I greeted them at the door and quickly learned that they were from the county tax assessor’s office. They had arrived unannounced to look over my newly-built home to take measurements and to enumerate its various features so they could determine my property tax.

After stepping out of the 90+ degree summer heat into my naturally cooled home, one of the women glanced at the checklist on her clipboard and said, “You must have central air.

“No”, I said, “this house is naturally cooled”. She shot me a suspicious look, “Really” I said, “it’s super-insulated and earth-sheltered. Together, they keep it pretty cool in the summer. There’s no need for air conditioning”.

She gave me another look, this one a little more impatient. Her impatience, no doubt, stemmed from frequent conniving of members of the general public who want to dodge their duty to provide taxes needed to maintain our roads, pay for schools, and provide a host of other vital services, I don’t particularly like taxes, but I realize that if we’re going to have a decent education, snow-free roads, police protection, fire protection, and other vital services we’re got to pay for them. Undaunted, I repeated my earlier statement, then added, “Look around, there’s no air conditioner.”

With that, the ladies went about their business, measuring rooms and checking off various features of the home and secretly searching for ducts or vents that might deliver cool air to my home. Outside, I’m sure they scoured the landscape for some sign of a central air conditioner.

Cooling the various homes I’ve owned or rented over the years has been a challenge until I built my current house. This house, designed to be passively cooled, doesn’t have an air conditioner despite some pretty hot summer days.
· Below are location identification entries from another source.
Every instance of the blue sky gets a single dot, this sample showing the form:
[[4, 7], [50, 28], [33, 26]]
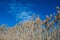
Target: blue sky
[[13, 11]]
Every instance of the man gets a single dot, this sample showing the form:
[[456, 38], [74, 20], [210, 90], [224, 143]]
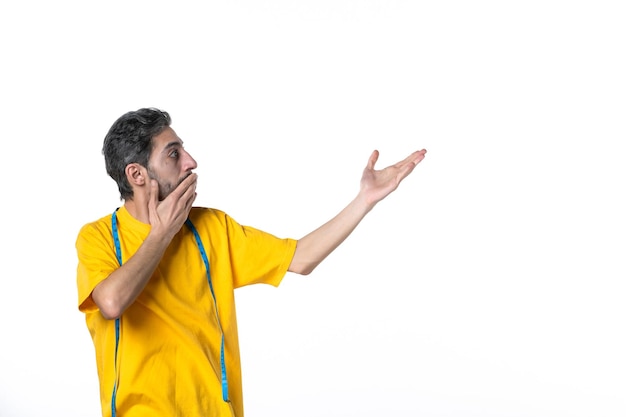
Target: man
[[156, 277]]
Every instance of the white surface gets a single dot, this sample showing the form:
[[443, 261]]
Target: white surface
[[490, 284]]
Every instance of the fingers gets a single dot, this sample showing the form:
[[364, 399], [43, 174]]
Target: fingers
[[372, 161], [154, 195]]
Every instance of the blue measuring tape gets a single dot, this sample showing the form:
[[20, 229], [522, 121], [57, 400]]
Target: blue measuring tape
[[205, 259]]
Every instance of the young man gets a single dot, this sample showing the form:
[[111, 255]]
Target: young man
[[156, 277]]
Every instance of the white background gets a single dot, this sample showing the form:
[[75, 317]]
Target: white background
[[491, 283]]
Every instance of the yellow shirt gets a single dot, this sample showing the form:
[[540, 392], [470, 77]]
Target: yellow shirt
[[168, 361]]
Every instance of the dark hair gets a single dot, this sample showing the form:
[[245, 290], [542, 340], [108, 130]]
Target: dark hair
[[130, 141]]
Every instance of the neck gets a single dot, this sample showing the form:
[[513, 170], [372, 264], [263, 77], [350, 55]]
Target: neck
[[138, 209]]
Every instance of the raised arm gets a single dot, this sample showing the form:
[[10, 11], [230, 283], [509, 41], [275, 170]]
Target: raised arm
[[313, 248], [120, 289]]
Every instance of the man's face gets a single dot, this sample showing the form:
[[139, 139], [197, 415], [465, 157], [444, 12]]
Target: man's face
[[169, 163]]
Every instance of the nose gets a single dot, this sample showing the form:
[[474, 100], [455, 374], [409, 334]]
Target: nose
[[188, 162]]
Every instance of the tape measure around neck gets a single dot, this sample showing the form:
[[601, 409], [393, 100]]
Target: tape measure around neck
[[118, 254]]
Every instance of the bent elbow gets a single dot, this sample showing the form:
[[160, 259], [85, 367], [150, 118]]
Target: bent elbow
[[109, 306], [109, 309]]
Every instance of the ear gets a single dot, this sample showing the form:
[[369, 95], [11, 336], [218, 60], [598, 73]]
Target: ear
[[136, 175]]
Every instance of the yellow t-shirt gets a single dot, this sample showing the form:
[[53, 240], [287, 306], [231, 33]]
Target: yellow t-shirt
[[168, 361]]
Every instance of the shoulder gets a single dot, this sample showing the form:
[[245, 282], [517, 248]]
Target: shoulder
[[96, 227]]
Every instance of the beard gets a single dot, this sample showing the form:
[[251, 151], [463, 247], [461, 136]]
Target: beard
[[165, 187]]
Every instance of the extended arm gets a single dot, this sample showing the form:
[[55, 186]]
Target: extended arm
[[313, 248]]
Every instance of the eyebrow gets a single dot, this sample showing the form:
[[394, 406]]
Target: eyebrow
[[172, 144]]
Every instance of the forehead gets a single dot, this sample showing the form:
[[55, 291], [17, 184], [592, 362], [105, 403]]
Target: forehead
[[165, 140]]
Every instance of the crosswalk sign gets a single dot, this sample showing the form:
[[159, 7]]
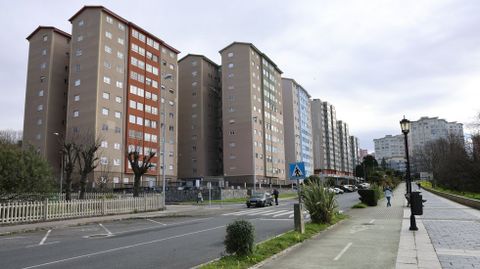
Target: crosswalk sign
[[297, 170]]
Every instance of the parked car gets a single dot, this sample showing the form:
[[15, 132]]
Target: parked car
[[260, 199]]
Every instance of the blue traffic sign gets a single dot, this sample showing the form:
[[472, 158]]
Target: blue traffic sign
[[296, 170]]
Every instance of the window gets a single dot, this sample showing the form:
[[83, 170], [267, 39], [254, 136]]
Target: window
[[104, 144]]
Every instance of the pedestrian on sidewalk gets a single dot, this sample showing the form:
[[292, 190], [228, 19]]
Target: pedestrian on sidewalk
[[275, 195], [388, 195]]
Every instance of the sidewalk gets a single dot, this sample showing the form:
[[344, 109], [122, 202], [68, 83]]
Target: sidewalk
[[171, 211], [368, 239]]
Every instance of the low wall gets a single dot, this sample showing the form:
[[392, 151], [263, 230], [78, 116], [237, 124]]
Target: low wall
[[457, 198]]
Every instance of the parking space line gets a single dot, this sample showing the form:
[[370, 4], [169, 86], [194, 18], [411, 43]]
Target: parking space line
[[273, 213], [343, 251], [89, 255], [285, 213], [157, 222], [105, 228], [44, 238]]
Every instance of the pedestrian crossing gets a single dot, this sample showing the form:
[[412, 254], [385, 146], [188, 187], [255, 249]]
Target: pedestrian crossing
[[261, 212]]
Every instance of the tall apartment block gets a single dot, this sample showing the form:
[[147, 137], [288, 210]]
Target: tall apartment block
[[426, 130], [344, 148], [122, 92], [46, 94], [253, 139], [355, 158], [200, 121], [297, 124], [392, 150]]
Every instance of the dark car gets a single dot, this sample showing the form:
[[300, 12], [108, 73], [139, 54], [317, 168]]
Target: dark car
[[260, 199]]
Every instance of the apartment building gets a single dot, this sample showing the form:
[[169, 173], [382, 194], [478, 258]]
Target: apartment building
[[297, 125], [344, 149], [355, 158], [252, 112], [392, 150], [46, 93], [122, 92], [426, 130], [200, 121]]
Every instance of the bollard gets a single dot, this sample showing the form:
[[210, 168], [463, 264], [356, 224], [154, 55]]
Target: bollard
[[298, 218]]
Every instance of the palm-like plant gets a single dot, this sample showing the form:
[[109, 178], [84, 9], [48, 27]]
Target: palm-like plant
[[319, 201]]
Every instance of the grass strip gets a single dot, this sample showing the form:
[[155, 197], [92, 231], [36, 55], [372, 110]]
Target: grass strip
[[271, 247], [428, 185]]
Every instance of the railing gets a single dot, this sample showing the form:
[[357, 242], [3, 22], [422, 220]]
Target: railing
[[18, 212]]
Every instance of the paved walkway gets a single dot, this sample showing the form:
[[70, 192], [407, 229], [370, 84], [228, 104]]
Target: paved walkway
[[368, 239]]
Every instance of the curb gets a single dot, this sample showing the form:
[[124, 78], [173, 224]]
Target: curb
[[289, 249]]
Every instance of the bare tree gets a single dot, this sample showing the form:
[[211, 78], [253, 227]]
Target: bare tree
[[103, 180], [70, 156], [140, 165], [87, 162]]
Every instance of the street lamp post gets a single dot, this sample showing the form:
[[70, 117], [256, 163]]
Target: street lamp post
[[405, 125], [62, 164]]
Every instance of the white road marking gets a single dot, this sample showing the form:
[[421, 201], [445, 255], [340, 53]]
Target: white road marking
[[274, 212], [121, 248], [10, 238], [343, 251], [285, 213], [157, 222], [260, 212], [105, 228], [44, 238], [46, 244]]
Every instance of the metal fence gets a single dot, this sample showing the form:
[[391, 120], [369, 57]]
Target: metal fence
[[18, 212]]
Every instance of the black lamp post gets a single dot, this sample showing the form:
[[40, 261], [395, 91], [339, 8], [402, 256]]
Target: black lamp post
[[405, 125]]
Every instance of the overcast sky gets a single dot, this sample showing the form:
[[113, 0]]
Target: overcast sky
[[375, 61]]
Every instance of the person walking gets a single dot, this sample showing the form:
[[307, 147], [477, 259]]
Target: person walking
[[275, 195], [388, 195]]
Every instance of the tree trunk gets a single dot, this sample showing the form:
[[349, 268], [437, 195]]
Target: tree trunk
[[136, 186]]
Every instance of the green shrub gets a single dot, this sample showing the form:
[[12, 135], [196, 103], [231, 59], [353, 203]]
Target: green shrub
[[319, 202], [240, 238]]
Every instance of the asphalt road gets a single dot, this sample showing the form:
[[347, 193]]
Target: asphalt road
[[180, 242]]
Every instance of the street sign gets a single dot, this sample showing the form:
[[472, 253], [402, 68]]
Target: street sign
[[296, 170]]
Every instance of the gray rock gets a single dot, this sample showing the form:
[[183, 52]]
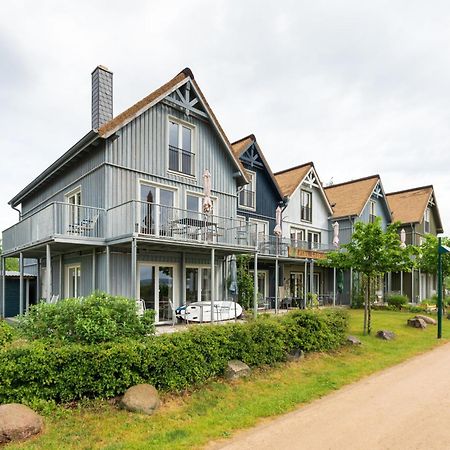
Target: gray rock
[[18, 422], [295, 355], [385, 335], [426, 319], [352, 340], [416, 323], [236, 369], [142, 398]]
You may face a summer cooling challenge, too, one that is only bound to get worse in the many parts of the world suffering from the ravages of global warming that is causing record-breaking heat waves with record- breaking frequency. Fortunately, you don’t have to build a new home to solve the puzzle. With time-tested techniques outlined in this section, you can single-handedly retrofit your home to greatly reduce — perhaps even eliminate — your need for mechanical cooling. All you need to do is to apply the principles and practices of the lost art of passive cooling.

WHAT IS PASSIVE COOLING?

Passive cooling is a key element of a larger strategy known as natural conditioning — providing heating, cooling, ventilation, and lighting naturally, without mechanical or electronic devices and without outside energy.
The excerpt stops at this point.